LFM-2.5-350m on Cactus: 140 tok/sec, Single Core, 355 MB

We ran Liquid's LFM-2.5-350m through the Cactus inference engine across seven devices, from a Vision Pro to a Raspberry Pi 5. The configuration: 1024-token prefill, 100-token decode, INT8 quantization, CPU-only, single-core decode. The model file is 355 MB on Cactus Compressed format.

Device Benchmarks

Apple

Device	Prefill (tok/s)	Decode (tok/s)	RAM
Vision Pro	2,067	140	85 MB
iPhone 17 Pro	797	140	75 MB
iPhone 13 Mini	496	88	56 MB

Android

Device	Prefill (tok/s)	Decode (tok/s)	RAM
Galaxy S25 Ultra	660	100	322 MB
Google Pixel 6a	208	42	328 MB
Galaxy A56	110	24	330 MB

Other

Device	Prefill (tok/s)	Decode (tok/s)	RAM
Raspberry Pi 5	200	30	300 MB

Two things stand out in this data. First, the decode speeds: 140 tok/sec on a single core is fast, most people read at roughly 4-5 words per second, so even the Raspberry Pi's 30 tok/sec is well ahead of human consumption. Second, the RAM gap between Apple and Android: 56-85 MB versus 300-330 MB for the same 355 MB model. That gap is not a bug. It's a direct consequence of how the two platforms handle memory-mapped files, which we'll get into in the Cactus format section below.

Why CPU, Not GPU or NPU

It is tempting to reach for the GPU. On paper, mobile GPUs have 10-50x the FLOPS of a single CPU core. But inference on a 350M-parameter model is not a FLOPS problem, it's a memory bandwidth problem. During decode, you generate one token at a time, which means you read the entire weight matrix for each token but only perform a single matrix-vector multiply. The arithmetic intensity (FLOPS per byte loaded) is extremely low. Without batched decode, GPU compute units spend most of their time stalled on memory fetches. GPU excels when arithmetic intensity is high, large batch sizes, long matrix-matrix multiplies. For single-token decode, the GPU's compute units sit mostly idle while waiting for memory.

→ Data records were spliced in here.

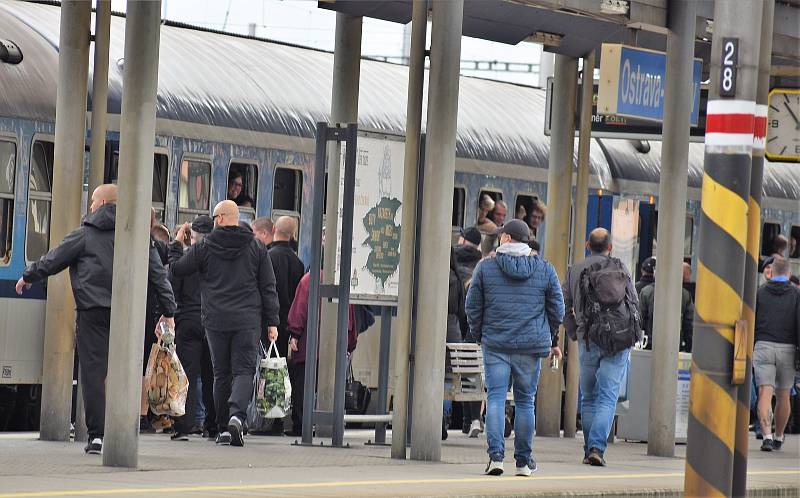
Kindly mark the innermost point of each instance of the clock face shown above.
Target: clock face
(783, 125)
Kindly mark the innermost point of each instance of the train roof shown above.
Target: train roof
(237, 82)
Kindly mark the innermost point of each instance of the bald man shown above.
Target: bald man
(88, 251)
(238, 300)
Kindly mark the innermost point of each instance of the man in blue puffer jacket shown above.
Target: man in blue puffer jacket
(514, 308)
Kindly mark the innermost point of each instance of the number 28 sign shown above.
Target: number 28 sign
(730, 61)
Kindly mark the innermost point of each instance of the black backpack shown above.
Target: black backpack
(612, 320)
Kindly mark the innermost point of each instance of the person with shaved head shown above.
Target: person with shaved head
(238, 300)
(88, 251)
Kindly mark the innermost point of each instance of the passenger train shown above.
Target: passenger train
(232, 103)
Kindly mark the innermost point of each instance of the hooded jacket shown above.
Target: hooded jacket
(514, 303)
(88, 251)
(778, 313)
(236, 280)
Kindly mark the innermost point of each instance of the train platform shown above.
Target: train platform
(272, 466)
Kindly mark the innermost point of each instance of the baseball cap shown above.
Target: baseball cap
(517, 229)
(472, 235)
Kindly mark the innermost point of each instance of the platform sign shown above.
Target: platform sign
(377, 213)
(633, 81)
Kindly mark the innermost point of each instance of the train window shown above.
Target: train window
(770, 233)
(193, 189)
(794, 242)
(459, 204)
(8, 161)
(287, 190)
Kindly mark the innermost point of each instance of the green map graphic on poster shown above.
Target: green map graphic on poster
(383, 239)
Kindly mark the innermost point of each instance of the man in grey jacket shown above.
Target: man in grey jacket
(88, 251)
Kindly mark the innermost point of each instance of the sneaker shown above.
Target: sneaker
(223, 438)
(475, 428)
(595, 458)
(95, 446)
(235, 429)
(528, 469)
(494, 468)
(179, 436)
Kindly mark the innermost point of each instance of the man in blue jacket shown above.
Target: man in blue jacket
(514, 308)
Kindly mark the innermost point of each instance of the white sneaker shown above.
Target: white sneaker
(494, 468)
(475, 428)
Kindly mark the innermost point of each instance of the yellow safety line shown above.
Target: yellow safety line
(343, 484)
(726, 209)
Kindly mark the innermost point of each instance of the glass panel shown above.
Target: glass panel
(37, 239)
(8, 159)
(195, 181)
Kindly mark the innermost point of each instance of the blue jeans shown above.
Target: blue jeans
(601, 377)
(523, 369)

There's also the practical problem: mobile GPU inference requires Metal on iOS and Vulkan or OpenCL on Android. That's two separate shader codepaths to maintain, with different memory models, different synchronization primitives, and different performance characteristics per vendor. And GPU inference holds a persistent GPU context, which competes with the UI rendering pipeline and drains battery even when the inference workload is light. GPUs are also energy-inefficient. On Macs and PCs this barely matters since they're plugged into a power source most of the time, and GPU inference works well there. But mobile devices run on battery, and every watt spent on GPU inference cuts directly into the user's runtime. The GPU path that works fine on a MacBook becomes a battery killer on a phone.

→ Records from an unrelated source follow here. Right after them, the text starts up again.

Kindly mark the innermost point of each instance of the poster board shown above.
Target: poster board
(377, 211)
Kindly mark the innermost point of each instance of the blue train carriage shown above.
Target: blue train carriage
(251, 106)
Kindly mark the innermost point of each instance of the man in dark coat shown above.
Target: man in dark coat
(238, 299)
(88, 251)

NPU is a more interesting target. Apple's Neural Engine and Qualcomm's Hexagon DSP both offer high-throughput inference at good power efficiency. The problem is access. Apple's Neural Engine requires CoreML model conversion, which imposes its own quantization and graph constraints. You don't control the execution schedule, the memory layout, or the precision semantics. The quantisation techniques available through CoreML severely lag the state-of-the-art methods used by GGML and Cactus. Qualcomm's QNN SDK has similar restrictions (limited quantisation scheme support) and not all Android devices ship Qualcomm chips. Both lock you into a vendor-specific format that may not support your model architecture at all, and neither works on budget devices that lack the NPU entirely.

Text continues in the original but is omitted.